O'Connell Tower opens

13 April 2018: anniversary of Catholic Emancipation, 13 April 1829.

O'Connell School had a significant presence in Glasnevin today at the formal opening of the O'Connell Tower. (O'Connell Christian Brothers School, funded by the Catholic Association of Daniel O'Connell, was founded in 1828 by Edmund Ignatius Rice).The stairs in the Glasnevin tower were blown up in 1971 and have now been replaced, giving access to the highest vantage point in Dublin, with view as far as the Mourne Mountains and the Hills of Wales.

Tony Connellan, President OCS PPU, Lynn Kidney, OCS Vice Principal, Br. Pat, and Three OCS Students. In between Ms Kidney and Br Pat, we can see past pupil Richard Murphy (1951 Leaving Cert). The students left a Time Capsule in  the Tower, and Ms Kidney made an inspirational speech at the opening. Gerry Rowley of Scoil Ui Chonaill was also present.

Assembling for the speeches

Geoffrey Donaldson, of the DUP, (dark haired) and John Green of Glasnevin Trust (white haired), to the right of the podium listen attentively to Lynn's speech. Donaldson was clearly impressed by Daniel O'Connell's philosophy and achievements, as recounted by Lynn.
Speeches over, head for the Crypt (Chairman of Glasnevin Trust. John Green, Minister for finance, Paschal Donohoe, Geoffrey Donaldson of DUP and Commissioner of Public Works, John McMahon)

Going down the stairs for the formal opening by Minister for Finance, Paschal Donohoe.

Commissioner John McMahon, Geoffrey Donaldson, Paschal Donohoe and John Green, at the crypt ready to cut the tape.
Prof. Tommie Cooke and Proinnsias Ó Cillín, (author of this blog)

Bertie Ahern and Martin Mansergh 

I take time for a prayer at Kevin Neligan's parents' grave (about half-way between Collins and de Valera). Of course, Kevin is  buried on the south side of Dublin, where he lived with his family. Mrs Neligan had a shop on Connaught Street, and I worked there for a few weeks as shop assistant while waiting for the Leaving Cert results.
The bookshop, restaurant, museum and reception area (where the Invincibles launched our record Graves of Glasnevin)
View of cemetery from Museum/ reception area

Another view from the reception area

View of Clareville Park from the reception area. In 1980 I was chairman of Claremont Residents Association, when we won the Dublin Tidy Areas Competition. I invited the other residents associations of Glasnevin and Phibsboro to  form the Finglas Road Action Group. We had in mind many things which were outside our compass, including the development of the cemetery as a national treasure, the refurbishment of the Botanic Gardens and the improvement of the Royal Canal. Our focus was in the fourteen acres across the road from the main entrance to the cemetery, and negotiated the present development: an attractive park, ringed by attractive public housing, an area of sheltered accommodation (Clareville Court) and Clareville Day Centre. The park complements the cemetery.

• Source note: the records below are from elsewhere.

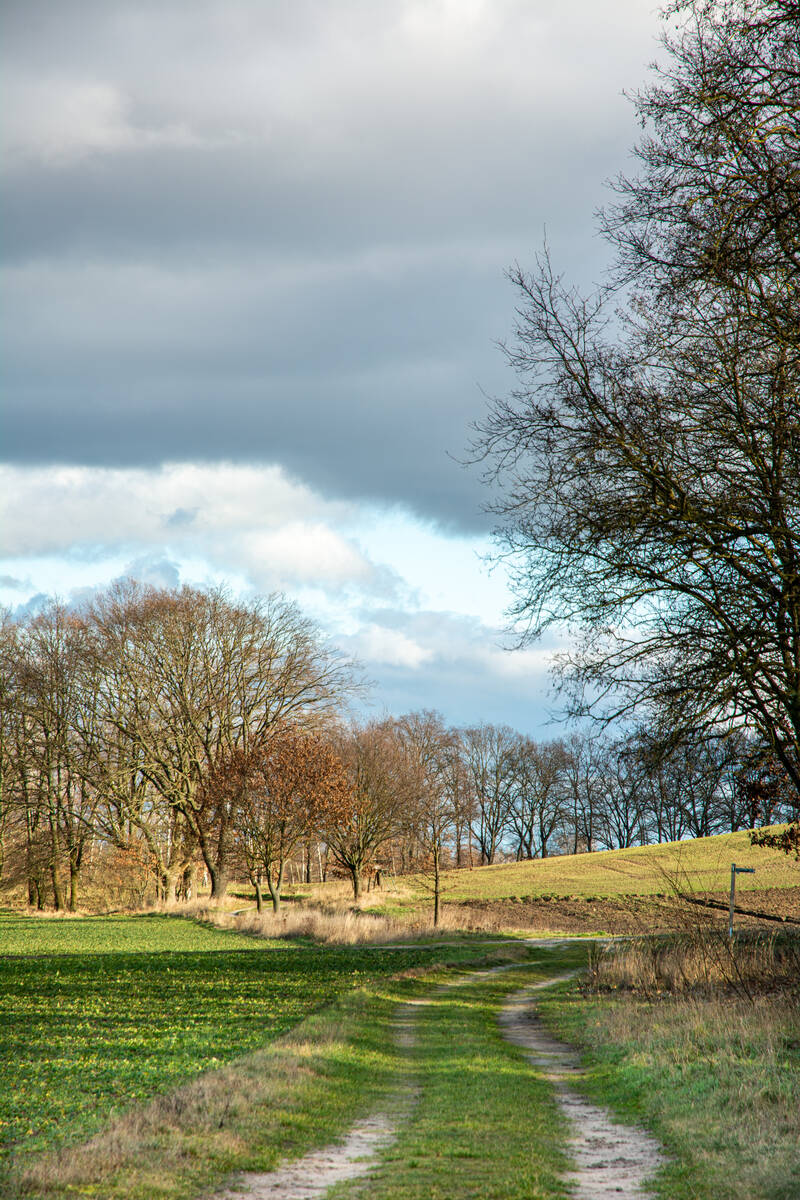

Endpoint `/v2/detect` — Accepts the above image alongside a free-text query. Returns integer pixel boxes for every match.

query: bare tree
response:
[462,725,518,864]
[92,584,354,898]
[476,0,800,786]
[398,710,462,925]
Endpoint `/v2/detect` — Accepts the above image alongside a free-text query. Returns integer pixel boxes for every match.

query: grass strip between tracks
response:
[537,986,800,1200]
[331,944,585,1200]
[2,943,585,1200]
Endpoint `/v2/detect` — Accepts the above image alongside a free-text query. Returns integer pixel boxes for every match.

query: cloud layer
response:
[0,0,654,528]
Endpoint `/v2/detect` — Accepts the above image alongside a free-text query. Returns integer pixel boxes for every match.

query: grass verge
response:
[539,948,800,1200]
[331,946,587,1200]
[0,916,494,1195]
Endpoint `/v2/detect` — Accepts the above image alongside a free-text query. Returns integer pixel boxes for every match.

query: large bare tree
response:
[476,0,800,787]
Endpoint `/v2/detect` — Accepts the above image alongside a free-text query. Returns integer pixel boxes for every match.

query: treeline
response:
[0,582,796,911]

Here I am, back in 1980, being introduced by PRO, Bill Hyland. Bertie Ahern is on the right. We found he had a similar list of wonderful objectives as our selves: but he actually achieved these things. Also in the photo is Nurse Helen Feeney (extreme left), who was subsequently murdered in Saudi Arabia, and committee member Marilyn Stewart.